Was sie nicht wissen, er hadert täglich mit seinem Beruf, der auf Grund von Sparmaßnahmen, bürokratischer Willkür, Vorurteilen und Rassismus geprägt ist. Sein eintöniger Alltag wird dadurch unterbrochen, dass er von seinem Freund Aiman aus Kairo angerufen wird mit der Bitte, einen jungen Mann aus Syrien zu bestatten. Eine rasante und bisweilen skurrile Geschichte nimmt ihren Lauf.
Shady Lewis ist selbst als koptischer Christ in Ägypten geboren und 2006 als Einwanderer nach England gekommen. Dort hat er mehr als ein Jahrzehnt im Sozialdienst gearbeitet und verarbeitet nun mit „Auf dem Nullmeridian“ seine Erfahrungen.
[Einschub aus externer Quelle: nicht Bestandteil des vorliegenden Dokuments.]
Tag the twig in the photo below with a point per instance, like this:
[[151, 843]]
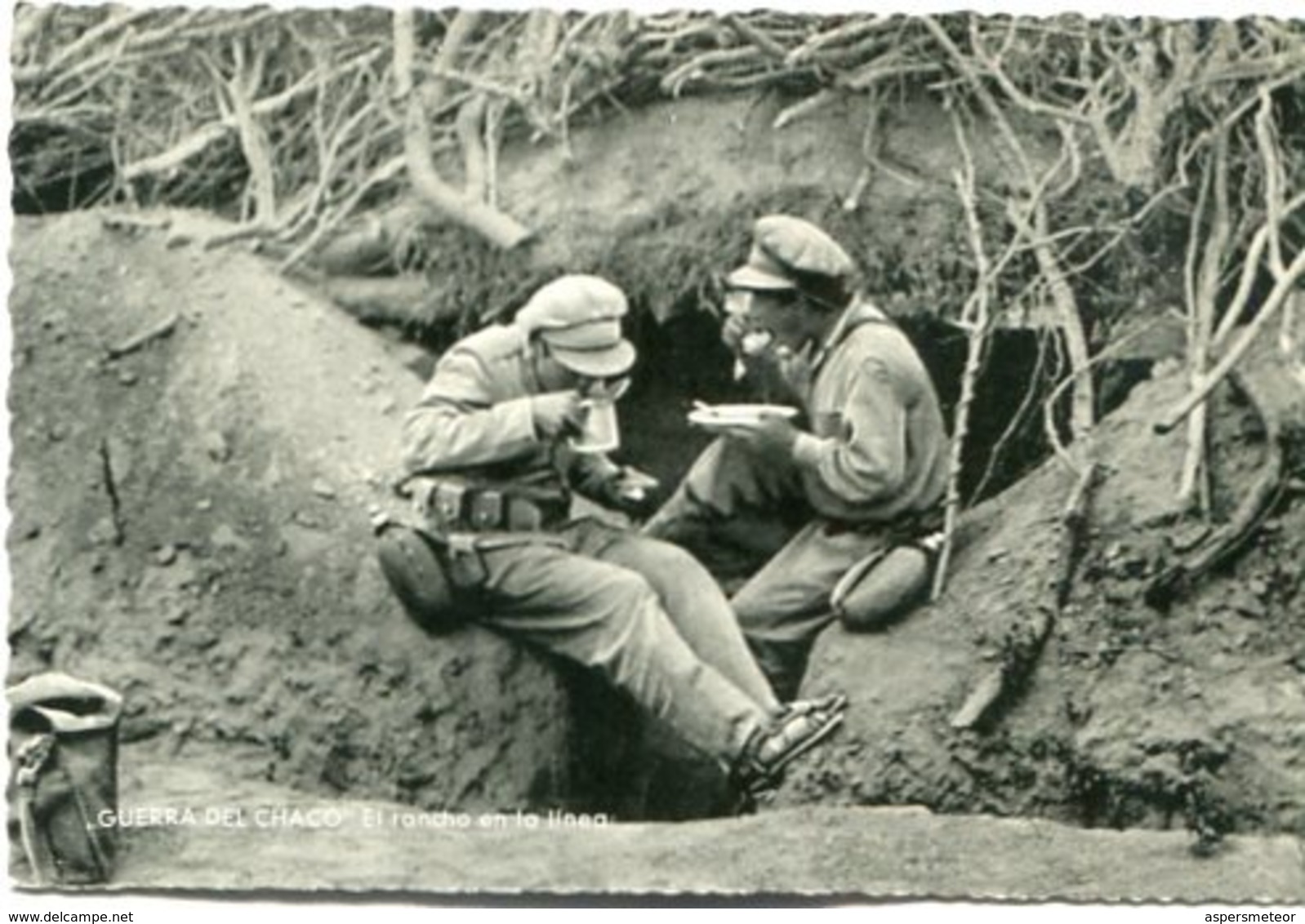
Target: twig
[[1279, 294], [975, 313], [756, 35], [110, 482], [1224, 542], [163, 328]]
Seine verdichtete Erzählung auf schlanken 224 Seiten mutet dabei wie eine Kurzgeschichte an und wartet mit äußerst klugen Gedanken auf. So arbeitet Shady Lewis nicht nur heraus, wie willkürlich der Nullmeridian gezogen ist, sondern zieht auch Analogien zu seinem eigenen Leben, wie auch zu dem der Antragsstellenden. Viele seiner interessanten Überlegungen verpackt der Autor von „Auf dem Nullmeridian“ in ironische Sätze, wie diesen hier:
„Angesichts der Verwirrung, die die englische Sprache in die Weltgeografie gebracht hat, ist es also kaum verwunderlich, wenn eine weiße Moschee als weiße oder auch grüne Kapelle benannt wird, dass England als Land des Tees gilt oder dass indisches Kushari zur ägyptischen Nationalspeise wurde.“ (Auf dem Nullmeridian, Seite 104)
Mir hat „Auf dem Nullmeridian“ äußerst gut gefallen. Es ist ein anregender, nachdenklich stimmender Roman, der viel Wahres in sich trägt, einen Perspektivwechsel bewirkt, aber auch nicht an Ironie, Humor und absurden Situationen vermissen lässt. Kurzum ein echter Pageturner, der ein fabelhafter Begleiter für ein regnerischer Sonntag auf der Couch, genauso wie ein Strandtag im Sommerurlaub ist. Und ich verspreche dir, über einige Sätze, wie diesen zum Beispiel: „Genussmittel beruhen auf Ideen, und nichts ist gewinnbringender, als Ideen zu verkaufen (Seite 140).“, wirst du noch lange nachdenken.
Shady Lewis
Auf dem Nullmeridian
Übersetzung durch Günther Orth
Gebunden mit Schutzumschlag
224 Seiten | ISBN: 978-3455015720
24€ [D] über Amazon [Affiliate Link]
Disclaimer: Dieses Buch wurde mir freundlicherweise vom Verlag zum Stöbern und Rezensieren zur Verfügung gestellt. Dafür erstmal ein herzliches Dankeschön. Wie immer gilt aber, das Geschriebene spiegelt meine eigene Meinung wieder. Sollte mir etwas nicht gefallen, sage ich das auch. Ansonsten suche ich mir selber aus, welches Buch ich rezensieren möchte. Das heißt du wirst auf Lieschenradieschen reist nur authentische Leseberichte finden, die meinen eigenen Interessen entsprechen.